具体地,对于HH格式,由于扩展后的特征图数据在脉动阵列121中以一个脉动单元为单位脉动传播,每个加和单元输出四个完整结果,因而时序对齐模块130将每个加和单元输出的四个HH格式下的完整结果依次延迟一个计算周期。对于CC格式,由于扩展后的特征图数据在脉动阵列121中以两个脉动单元为单位脉动传播,每个加和单元输出两个完整结果,因而时序对齐模块130将每个加和单元输出的下两个CC格式下的输出数据较上两个CC格式下的输出数据延迟一个计算周期。而对于SS格式,由于扩展后的特征图数据在脉动阵列121中以四个脉动单元为单位脉动传播,每个加和单元输出一个完整结果,因而时序对齐模块130将下一个加和单元输出的SS格式下的完整结果较上一个加和单元输出的SS格式下的完整结果延迟一个计算周期。
基于以上描述,根据本发明实施例的卷积计算装置100采用脉动阵列进行卷积计算,节约了特征图数据和卷积核数据的载入时间,增加了卷积的计算密度,加快了神经网络推断速度。并且,卷积计算装置100可适用于多种精度,具有较高的灵活性和兼容性。

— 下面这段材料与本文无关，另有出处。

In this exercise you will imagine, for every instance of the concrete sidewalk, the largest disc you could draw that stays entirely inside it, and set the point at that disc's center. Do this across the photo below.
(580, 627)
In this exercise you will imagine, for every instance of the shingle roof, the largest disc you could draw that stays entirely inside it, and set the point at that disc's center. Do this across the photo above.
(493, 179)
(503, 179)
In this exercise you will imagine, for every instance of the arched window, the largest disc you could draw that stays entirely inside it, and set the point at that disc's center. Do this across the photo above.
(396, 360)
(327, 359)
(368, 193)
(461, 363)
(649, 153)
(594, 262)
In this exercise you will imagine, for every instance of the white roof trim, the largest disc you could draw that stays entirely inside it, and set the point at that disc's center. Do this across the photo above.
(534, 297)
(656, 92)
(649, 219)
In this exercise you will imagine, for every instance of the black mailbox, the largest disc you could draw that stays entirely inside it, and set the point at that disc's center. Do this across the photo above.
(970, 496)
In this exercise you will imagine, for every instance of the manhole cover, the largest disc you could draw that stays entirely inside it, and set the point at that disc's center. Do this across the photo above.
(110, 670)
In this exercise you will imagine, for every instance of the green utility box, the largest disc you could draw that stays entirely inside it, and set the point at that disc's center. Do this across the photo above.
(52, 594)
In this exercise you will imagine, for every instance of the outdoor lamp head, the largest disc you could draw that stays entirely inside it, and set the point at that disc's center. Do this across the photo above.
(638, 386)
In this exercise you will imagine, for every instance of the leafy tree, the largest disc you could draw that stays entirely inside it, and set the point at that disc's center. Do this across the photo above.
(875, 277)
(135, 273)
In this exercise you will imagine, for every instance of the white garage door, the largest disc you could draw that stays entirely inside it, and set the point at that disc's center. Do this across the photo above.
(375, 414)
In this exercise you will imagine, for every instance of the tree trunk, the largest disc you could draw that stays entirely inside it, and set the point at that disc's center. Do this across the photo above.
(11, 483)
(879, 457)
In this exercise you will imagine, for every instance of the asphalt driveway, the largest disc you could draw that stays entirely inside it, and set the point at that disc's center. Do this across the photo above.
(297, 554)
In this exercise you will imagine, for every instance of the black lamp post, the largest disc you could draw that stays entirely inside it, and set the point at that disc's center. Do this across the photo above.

图12示出了根据本发明的一个实施例的卷积计算方法1200的流程图。卷积计算方法1200可以由上述的卷积计算装置100实现。以下仅对卷积计算方法1200的主要步骤进行描述,进一步的细节可以参照上文。
如图12所示,卷积计算方法1200包括如下步骤:
步骤S1210,获取特征图数据和卷积核数据,并根据所述特征图数据和所述卷积核数据的精度对所述特征图数据和所述卷积核数据进行扩展,以使每个所述特征图数据和所述卷积核数据的位数扩展为N的M倍,其中,N为所述特征图数据和所述卷积核数据进行卷积 乘法运算的最小位数,M为正整数;
步骤S1220,对扩展后的卷积核数据和扩展后的特征图数据进行脉动运算,以得到运算结果;
步骤S1230,对所述运算结果进行时序对齐,并输出对齐后的运算结果。
本发明实施例所提供的卷积计算方法1200采用脉动运算方式,利用了卷积神经网络中权重共享和特征图共享的特点,载入一次数据可以进行多次计算,并且精度可动态配置。示例性地,该卷积计算方法1200中特征图数据和卷积核数据进行卷积乘法运算的最小位数为5比特,该方法可适用于4比特、8比特或16比特精度,运算时分别扩展为5比特、10比特和20比特进行运算。
在一个实施例中,在步骤S1210中,在获取特征图和卷积核之后,为了方便硬件计算,首先将特征图和卷积核展开以得到所述特征图数据和卷积核数据,从而将卷积运算转化成矩阵乘法。将卷积运算转化为矩阵乘法后,运算时需要的数据可以存放在连续的内存上,从而提升了访问速度。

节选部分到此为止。